Would you know how to get the below google safesearch info in pfSense BIND DNS?

server: include: /var/unbound/forecegoogle.conf

aGeekhere · Jun 21, 2016, 4:42 AM

Ok done some research squidclamav only supports http not https because it is encrypted.

would you know how to get the below google safesearch info in pfSense BIND DNS?

Not sure you will need to ask that in the proxy forum.

AR15USR · Jun 21, 2016, 1:03 PM

@aGeekHere:

Ok done some research squidclamav only supports http not https because it is encrypted.

I just did a test. Squidclamav will scan https traffic when using Squids MITM option..

asterix · Jun 21, 2016, 1:38 PM

@AR15USR:

@aGeekHere:

Ok done some research squidclamav only supports http not https because it is encrypted.

I just did a test. Squidclamav will scan https traffic when using Squids MITM option..

And that would need certificates have to be installed on the clients..

AR15USR · Jun 21, 2016, 1:40 PM

@Asterix:

@AR15USR:

@aGeekHere:

Ok done some research squidclamav only supports http not https because it is encrypted.

I just did a test. Squidclamav will scan https traffic when using Squids MITM option..

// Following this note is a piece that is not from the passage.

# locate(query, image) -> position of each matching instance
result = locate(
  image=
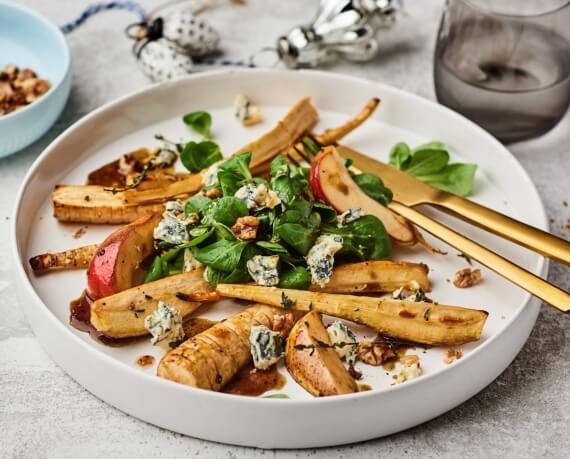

And that would need certificates have to be installed on the clients..

Correct.

aGeekhere · Jun 21, 2016, 11:17 PM

To help stop virus or spywhere we can enable squidguard block list blk_BL_spyware,

johnpoz · Jun 30, 2016, 2:39 PM

What is the point of all the safesearch nonsense and redirecting users to only use your dns.. You do understand when a proxy is being used, the proxy does the query not the client..

phunni · Jun 30, 2016, 3:15 PM

While setting up wpad we'r supposed ot enter the following into /usr/local/www/wpad.da:

function FindProxyForURL(url, host)
{
if (isPlainHostName(host) ||
shExpMatch(host, "*.local") ||
isInNet(dnsResolve(host), "192.168.1.0", "255.255.255.0"))
return "DIRECT";

return "PROXY 192.168.1.1:3128";
}

I've actually changed my pfsense server ip to 192.168.0.1 - do I need to edit both ip addresses listed above?

AR15USR · Jun 30, 2016, 3:18 PM

@johnpoz:

What is the point of all the safesearch nonsense and redirecting users to only use your dns.. You do understand when a proxy is being used, the proxy does the query not the client..

I think the point of the safe search is to stop, say your young kids, from Googling porn images. I'm not sure about the dns redirecting.